The files we used for recording stimuli can be found in "recording_materials":
- clap.wav - a wav file to generate the same clap on each recording
- recording_guide.psyexp - a psychopy experiment file to guide the timing of recordings, cues the researcher to start audio recoring then video recording then shows the sentence to be read. A countdown is presented in advance of th 200ms clap event, 1 second following onset of the clap the speaker is cued to "speak". There is then a period where the researcher can check the recordings and choose whether to re-record or move on to the next sentence.
- Sentence_keyword_check.xlsx - a list of sentences to be spoken
Note that these files are intended only to guide timing, video and audio were (by us) recorded independantly of psychopy. Audio was recorded via audacity and video was recorded using a phone (A Huawei P30 lite).
To allign our high quility audio recording with our video, we detect an onset event in the audio of the video and allign that with an audio event in our high quality recording. First, extract the audio from videos using audio_from_vid.py, make sure you have a subfolder called "audio_only" where the wav files will be stored.
The next step is to extract the audio-onset times for both the video audio and mic recordings.

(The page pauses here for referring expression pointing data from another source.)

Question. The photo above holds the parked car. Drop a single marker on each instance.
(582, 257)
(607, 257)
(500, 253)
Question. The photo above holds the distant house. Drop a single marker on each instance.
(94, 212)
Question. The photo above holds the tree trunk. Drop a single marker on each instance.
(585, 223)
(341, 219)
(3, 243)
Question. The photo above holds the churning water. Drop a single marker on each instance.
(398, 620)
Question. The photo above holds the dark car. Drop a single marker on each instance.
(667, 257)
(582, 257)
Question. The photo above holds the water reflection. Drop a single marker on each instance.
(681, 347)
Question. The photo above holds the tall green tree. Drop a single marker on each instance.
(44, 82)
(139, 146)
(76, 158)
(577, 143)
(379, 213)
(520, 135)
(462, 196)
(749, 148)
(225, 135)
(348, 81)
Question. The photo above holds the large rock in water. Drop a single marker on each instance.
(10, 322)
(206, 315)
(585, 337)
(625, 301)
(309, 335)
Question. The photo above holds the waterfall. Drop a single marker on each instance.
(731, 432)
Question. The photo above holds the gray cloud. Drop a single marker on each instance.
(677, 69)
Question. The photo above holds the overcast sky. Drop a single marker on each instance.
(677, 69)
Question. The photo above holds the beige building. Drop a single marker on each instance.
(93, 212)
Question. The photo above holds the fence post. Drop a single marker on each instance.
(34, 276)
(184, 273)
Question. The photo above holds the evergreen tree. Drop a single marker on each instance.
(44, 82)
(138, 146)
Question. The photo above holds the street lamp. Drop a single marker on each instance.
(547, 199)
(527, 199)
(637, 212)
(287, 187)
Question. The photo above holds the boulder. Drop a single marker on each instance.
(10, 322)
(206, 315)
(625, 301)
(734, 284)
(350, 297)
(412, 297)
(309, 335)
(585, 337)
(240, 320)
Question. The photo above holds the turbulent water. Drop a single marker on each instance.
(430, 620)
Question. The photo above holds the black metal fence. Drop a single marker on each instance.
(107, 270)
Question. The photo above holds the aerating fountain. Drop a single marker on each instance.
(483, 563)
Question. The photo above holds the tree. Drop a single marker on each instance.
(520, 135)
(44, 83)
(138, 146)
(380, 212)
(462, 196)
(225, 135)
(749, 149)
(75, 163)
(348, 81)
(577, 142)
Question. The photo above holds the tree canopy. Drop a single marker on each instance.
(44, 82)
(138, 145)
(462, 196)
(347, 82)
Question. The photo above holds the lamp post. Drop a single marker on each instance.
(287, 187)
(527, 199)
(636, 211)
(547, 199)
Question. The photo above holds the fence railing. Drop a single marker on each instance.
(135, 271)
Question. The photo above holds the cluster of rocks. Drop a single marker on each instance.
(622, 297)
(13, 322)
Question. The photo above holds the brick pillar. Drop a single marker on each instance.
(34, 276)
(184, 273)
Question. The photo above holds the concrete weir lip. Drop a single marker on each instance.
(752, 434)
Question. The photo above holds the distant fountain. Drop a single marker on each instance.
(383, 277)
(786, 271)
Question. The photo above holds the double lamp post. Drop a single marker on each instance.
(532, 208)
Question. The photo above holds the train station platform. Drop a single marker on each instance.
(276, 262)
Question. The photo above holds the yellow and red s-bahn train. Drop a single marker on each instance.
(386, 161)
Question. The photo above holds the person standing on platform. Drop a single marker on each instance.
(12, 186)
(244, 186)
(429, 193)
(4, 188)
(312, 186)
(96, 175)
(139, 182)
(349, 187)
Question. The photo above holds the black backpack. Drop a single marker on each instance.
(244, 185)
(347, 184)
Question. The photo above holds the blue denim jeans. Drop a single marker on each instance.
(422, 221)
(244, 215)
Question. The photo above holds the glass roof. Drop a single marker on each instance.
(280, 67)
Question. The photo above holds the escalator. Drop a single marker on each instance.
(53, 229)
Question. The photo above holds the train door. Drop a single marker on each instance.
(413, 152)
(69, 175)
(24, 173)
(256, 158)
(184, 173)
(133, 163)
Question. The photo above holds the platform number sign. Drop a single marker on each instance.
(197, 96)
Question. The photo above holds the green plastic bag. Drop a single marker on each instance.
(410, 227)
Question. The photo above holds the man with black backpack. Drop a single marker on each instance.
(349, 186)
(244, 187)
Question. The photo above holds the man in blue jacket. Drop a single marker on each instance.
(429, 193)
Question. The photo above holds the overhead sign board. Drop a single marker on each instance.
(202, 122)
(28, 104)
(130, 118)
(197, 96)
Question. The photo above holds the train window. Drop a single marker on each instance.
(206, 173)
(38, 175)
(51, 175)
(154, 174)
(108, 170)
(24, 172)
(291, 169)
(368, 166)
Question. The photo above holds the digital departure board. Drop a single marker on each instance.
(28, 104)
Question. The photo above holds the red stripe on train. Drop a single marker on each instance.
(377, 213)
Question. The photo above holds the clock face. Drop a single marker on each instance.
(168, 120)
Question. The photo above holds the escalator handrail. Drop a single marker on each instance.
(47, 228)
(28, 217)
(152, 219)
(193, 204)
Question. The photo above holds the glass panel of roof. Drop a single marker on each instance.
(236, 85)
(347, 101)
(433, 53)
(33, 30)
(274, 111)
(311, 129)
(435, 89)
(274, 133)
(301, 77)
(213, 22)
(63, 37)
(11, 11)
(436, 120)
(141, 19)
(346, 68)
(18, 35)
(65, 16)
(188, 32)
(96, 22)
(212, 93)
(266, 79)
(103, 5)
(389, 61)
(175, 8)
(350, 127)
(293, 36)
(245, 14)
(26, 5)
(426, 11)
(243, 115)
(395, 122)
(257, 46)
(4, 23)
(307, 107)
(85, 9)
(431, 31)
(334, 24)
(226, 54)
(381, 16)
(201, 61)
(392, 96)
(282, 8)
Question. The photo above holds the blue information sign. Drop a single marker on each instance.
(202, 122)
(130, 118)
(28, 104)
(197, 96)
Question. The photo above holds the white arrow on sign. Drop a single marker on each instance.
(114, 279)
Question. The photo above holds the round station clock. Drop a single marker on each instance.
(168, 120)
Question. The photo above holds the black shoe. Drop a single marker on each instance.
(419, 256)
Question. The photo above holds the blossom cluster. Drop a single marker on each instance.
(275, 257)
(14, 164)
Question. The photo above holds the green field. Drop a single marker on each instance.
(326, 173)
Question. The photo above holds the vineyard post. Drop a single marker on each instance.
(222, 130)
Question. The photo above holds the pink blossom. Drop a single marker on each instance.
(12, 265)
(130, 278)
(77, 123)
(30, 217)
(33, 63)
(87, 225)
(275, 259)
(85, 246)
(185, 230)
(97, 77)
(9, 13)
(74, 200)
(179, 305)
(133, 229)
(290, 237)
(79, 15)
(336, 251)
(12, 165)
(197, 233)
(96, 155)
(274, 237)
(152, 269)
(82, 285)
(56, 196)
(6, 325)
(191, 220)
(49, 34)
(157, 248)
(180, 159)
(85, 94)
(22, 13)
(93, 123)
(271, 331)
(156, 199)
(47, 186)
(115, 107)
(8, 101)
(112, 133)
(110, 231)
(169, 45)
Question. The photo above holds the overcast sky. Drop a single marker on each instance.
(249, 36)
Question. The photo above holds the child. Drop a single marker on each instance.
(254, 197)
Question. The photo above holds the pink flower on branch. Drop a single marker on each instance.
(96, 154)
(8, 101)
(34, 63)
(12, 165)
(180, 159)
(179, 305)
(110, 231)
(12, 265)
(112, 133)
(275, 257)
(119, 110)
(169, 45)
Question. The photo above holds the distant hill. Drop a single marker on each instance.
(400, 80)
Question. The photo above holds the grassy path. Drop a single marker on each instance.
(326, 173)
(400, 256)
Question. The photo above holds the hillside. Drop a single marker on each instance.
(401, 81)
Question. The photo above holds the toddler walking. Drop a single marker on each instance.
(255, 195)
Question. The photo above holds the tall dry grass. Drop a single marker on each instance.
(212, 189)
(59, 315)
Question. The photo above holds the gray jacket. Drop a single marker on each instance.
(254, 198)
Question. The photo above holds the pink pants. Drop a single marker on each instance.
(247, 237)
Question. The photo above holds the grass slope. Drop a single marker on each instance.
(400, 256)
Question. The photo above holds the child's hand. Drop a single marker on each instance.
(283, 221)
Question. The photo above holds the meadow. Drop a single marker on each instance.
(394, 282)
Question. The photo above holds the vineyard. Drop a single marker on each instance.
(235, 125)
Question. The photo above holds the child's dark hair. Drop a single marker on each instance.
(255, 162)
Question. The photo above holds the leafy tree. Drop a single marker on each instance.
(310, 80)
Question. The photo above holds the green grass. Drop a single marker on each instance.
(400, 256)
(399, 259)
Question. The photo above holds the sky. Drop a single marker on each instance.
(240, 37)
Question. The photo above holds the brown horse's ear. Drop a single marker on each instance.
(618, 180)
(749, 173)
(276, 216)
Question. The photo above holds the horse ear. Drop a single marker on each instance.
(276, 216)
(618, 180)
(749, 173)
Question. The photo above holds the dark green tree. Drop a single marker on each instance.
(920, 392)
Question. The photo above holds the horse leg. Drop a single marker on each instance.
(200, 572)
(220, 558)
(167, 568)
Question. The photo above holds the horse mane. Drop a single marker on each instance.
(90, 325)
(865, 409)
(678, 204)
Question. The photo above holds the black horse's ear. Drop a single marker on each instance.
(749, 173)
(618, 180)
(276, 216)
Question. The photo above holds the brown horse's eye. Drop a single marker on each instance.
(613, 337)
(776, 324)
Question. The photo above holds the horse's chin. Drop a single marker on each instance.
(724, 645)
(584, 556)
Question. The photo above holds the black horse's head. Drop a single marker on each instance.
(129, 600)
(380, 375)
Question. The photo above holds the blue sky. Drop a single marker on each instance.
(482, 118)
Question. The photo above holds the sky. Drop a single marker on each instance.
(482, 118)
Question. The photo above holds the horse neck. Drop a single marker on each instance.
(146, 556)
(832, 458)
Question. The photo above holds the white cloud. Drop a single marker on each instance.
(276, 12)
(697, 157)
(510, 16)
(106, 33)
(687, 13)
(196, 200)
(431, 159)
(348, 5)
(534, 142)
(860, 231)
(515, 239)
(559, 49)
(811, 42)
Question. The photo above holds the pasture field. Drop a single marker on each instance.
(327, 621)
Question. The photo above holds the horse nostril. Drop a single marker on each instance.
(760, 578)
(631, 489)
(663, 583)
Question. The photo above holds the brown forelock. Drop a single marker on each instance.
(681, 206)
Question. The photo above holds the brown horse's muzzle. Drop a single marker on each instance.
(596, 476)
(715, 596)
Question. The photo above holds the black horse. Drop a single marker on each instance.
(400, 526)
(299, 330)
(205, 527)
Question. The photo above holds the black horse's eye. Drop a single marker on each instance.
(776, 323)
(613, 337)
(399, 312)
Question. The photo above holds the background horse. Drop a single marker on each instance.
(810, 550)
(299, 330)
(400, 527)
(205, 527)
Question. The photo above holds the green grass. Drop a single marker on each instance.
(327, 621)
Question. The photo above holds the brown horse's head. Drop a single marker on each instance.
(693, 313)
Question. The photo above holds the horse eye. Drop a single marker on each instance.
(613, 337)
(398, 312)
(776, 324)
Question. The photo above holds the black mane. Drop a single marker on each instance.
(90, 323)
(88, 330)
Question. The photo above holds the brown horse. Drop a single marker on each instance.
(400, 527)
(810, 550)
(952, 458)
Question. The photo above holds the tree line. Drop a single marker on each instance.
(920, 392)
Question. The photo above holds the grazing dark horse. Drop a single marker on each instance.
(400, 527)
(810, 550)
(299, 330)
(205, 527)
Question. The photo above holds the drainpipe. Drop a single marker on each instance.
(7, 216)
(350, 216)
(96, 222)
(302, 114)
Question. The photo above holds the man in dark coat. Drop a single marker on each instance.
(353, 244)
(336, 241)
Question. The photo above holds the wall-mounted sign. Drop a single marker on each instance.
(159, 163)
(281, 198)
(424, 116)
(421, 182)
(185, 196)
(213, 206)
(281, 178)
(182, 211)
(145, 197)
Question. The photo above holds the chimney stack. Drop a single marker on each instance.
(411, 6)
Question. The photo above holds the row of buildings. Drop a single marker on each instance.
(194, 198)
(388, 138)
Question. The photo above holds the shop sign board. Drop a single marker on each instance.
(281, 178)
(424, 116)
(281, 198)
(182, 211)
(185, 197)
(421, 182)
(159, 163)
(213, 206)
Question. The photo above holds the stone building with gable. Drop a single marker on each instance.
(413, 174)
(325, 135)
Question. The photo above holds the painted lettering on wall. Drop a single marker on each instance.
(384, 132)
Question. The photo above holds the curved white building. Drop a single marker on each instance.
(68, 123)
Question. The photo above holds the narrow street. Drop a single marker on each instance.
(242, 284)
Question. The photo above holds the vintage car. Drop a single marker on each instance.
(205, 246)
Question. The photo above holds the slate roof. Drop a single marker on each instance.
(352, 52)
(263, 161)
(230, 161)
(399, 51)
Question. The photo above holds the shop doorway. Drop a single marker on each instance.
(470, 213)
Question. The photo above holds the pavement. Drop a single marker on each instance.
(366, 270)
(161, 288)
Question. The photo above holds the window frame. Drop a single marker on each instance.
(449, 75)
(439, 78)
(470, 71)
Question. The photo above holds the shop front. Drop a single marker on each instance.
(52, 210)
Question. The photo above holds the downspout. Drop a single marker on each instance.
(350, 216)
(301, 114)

For this we use Praat.
- Launch the Praat app either from program files or from command line
> "C:\Program Files\Praat.exe"
- Select to open a script within praat and open
getOnsetBatch.praat
- Select Run > Run
- Add path to files to be processed as well as the desired output.txt name. Select OK. You should now find that output file in your working directory.
This will have written a list of dictionaries that we can read in python. You will want to run this script twice, once for video audio and once for mic recorded audio - producing 2 .txt files (i.e. "video_onsets.txt" and "mic_onsets.txt")
Once we know the onset of the sound event in each file, we can trim the audio and video files to start at that event, this can be run using trim_files.py currently this script expects two .txt files to exist in your current working directory "video_onsets.txt" and "mic_onsets.txt". It will then output the trimmed mic recordings and video recordings.
This is also completed in trim_files.py:
video_files = glob('videos\\trimmed\\*mp4')
audio_files = glob('audio\\trimmed\\*wav')
video_outpath = "videos\\audio_replaced\\"
for i, video in enumerate(video_files):
# replace the audio of the video with the high quality mic recording
out_name = video_outpath + video.split("\\")[2].split(".")[0] + "_micaudio.mp4"
command = " ffmpeg -i {0} -i {1} -c:v copy -map 0:v:0 -map 1:a:0 {2}".format(video, audio_files[i], out_name)
print(command)
os.system(command)
The corresponding final files are stored to videos\\audio_replaced
and there you have it! video recordings with high quality mic audio!